The fictional countries of Gondal, Angria, and the Glass Town Confederacy were all inspired by 12 wooden soldiers given to Branwell by his father. Branwell and his siblings started to write miniature books and newspapers for these toy soldiers to read, which in turn inspired the creation of the Glasstown Confederacy, a shared country ruled by the toy soldiers. Eventually, the worlds of Angria and Gondal followed, and the Brontes spent countless hours jointly creating a complex history of these worlds while writing poetry and narratives from the perspective of the characters who lived these worlds.
Unlike Dungeons & Dragons, there were no formal rules involved in the creations in these worlds, but there was the shared storytelling component that is so critical to Dungeons & Dragons and other RPG games. The stories created for Gondal and Angria were also as complex as a years-long D&D campaign, with betrayals, romances, and shocking deaths. These tales were all chronicled in prose stories, which unfortunately were lost to history.
While none of the Brontes survived past 40 years old, their private worlds of Gondal survived thanks to their private journals and a book of poems written by Emily that served as correspondence between some of the characters. Many scholars consider these worlds as early versions of science fiction or even fan fiction, but it's also very easy to consider them an early version of a role-playing game.

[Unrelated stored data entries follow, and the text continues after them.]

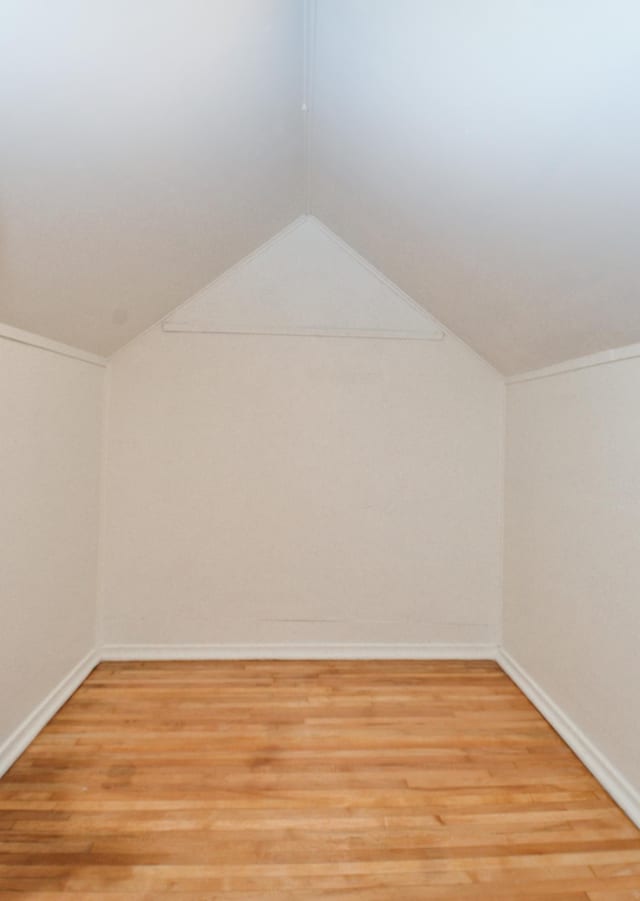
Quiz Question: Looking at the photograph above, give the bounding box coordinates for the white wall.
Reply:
[504,357,640,794]
[164,217,443,340]
[0,338,103,749]
[101,327,503,649]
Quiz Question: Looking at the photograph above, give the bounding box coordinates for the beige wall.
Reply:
[504,358,640,793]
[4,288,640,810]
[101,327,504,648]
[0,339,103,747]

The worlds of Angria and Glass Town are also still impacting literature today - the Kieron Gillen and Stephanie Hans comics series DIE features these worlds and even uses Charlotte Bronte as a character who still lives in the world she created. The most recent issue of DIE even explores some of Angria's origins, albeit with a tragic twist that ties into the RPG-inspired comic.
The next time that you sit down to play Dungeons & Dragons, remember that you're participating in a shared storytelling tradition enjoyed not only by gamers, Hollywood actors, and countless fantasy fans, but also famous literary figures who lived hundreds of years ago.